Evrensel düşünmekten yanayız!
İnsan haklarından yanayız!
Eşitlikten, adaletten yanayız!
Ancak işin içinde bir ölüm varsa, düşüncelerimiz, eylemlerimiz ve sonuçları nasıl değişiyor.
Unutmak bir yana, hatırlamak istemeyenlere hatırlatmak gerekirse, bu şehirde, bu şehrin göbeğinde, bu şehre gelip de gezmek isteyenlerin uğrak merkezi Alsancak'ta, 23 yaşında bir genç doktor adayı, 43 yaşında bir müzisyen, yağan yağmurdan sonra yolda biriken suyun içindeki elektrik akımına kapılıp yolun ortasında el ele can verdiler.
Bütün insanların gözleri önünde, sokağın tam ortasında.
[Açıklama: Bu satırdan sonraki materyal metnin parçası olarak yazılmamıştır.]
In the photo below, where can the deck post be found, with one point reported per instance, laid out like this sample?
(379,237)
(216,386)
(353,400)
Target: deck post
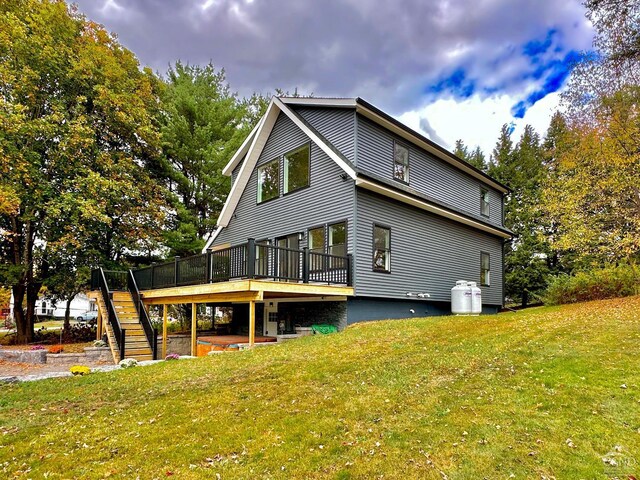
(251,258)
(99,326)
(252,323)
(165,309)
(194,327)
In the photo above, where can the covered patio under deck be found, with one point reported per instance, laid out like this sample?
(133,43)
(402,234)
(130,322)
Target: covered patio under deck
(246,291)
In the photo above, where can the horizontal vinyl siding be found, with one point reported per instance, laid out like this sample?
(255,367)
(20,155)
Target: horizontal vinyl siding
(337,125)
(427,174)
(428,253)
(328,199)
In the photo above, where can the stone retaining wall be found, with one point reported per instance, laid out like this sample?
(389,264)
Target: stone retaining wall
(24,356)
(90,355)
(180,344)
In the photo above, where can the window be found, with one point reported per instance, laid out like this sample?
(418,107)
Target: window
(381,249)
(269,181)
(262,257)
(337,239)
(316,240)
(485,269)
(484,202)
(401,163)
(296,169)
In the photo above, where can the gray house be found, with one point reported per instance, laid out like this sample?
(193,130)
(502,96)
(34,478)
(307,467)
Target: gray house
(338,178)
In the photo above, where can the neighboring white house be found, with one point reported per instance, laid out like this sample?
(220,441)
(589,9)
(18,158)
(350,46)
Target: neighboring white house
(48,308)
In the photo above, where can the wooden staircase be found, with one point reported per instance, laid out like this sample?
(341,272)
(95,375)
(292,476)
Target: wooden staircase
(136,343)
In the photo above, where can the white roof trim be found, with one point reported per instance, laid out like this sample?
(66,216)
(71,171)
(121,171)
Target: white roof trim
(316,139)
(320,102)
(424,205)
(253,153)
(242,151)
(260,136)
(212,239)
(424,145)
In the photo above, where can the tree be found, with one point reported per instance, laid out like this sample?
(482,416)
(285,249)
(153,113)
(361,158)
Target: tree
(202,124)
(594,196)
(526,256)
(75,135)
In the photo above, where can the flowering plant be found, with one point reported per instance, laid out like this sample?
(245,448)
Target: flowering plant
(80,370)
(128,363)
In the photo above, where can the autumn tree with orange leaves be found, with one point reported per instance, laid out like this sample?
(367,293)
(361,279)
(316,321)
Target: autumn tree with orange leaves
(593,195)
(76,131)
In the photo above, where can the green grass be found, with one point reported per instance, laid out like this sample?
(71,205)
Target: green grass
(533,394)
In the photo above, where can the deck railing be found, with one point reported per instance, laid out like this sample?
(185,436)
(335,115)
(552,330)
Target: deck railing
(143,317)
(248,260)
(108,281)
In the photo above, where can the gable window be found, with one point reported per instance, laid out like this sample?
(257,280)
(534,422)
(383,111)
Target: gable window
(485,269)
(381,249)
(269,180)
(400,163)
(296,169)
(484,202)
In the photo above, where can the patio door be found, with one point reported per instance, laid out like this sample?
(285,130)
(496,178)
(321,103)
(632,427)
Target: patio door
(289,262)
(270,323)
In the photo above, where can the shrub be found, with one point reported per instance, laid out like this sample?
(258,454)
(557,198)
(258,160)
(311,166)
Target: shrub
(596,284)
(128,363)
(56,349)
(80,370)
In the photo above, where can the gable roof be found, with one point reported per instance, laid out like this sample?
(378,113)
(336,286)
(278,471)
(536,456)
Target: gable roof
(252,148)
(249,152)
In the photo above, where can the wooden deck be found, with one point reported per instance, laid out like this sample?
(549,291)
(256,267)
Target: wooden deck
(241,291)
(234,339)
Bir çok insan onların yerine, olayın içine kendini koydu, koymak zorunda kaldı çünkü ölen insan, öldükleri yer ise zamanı değişse de her İzmirli'nin geldiği, geçtiği yer.
Hukukta bunun adı, dikkatsizlik, tedbirsizlik sonucu birden fazla kişinin ölümüne neden olmak olarak tanımlasa da bunun adı 'Cinayet'!
İşinin ehli olmayan, işini özenle yapamayanların işlediği cinayet!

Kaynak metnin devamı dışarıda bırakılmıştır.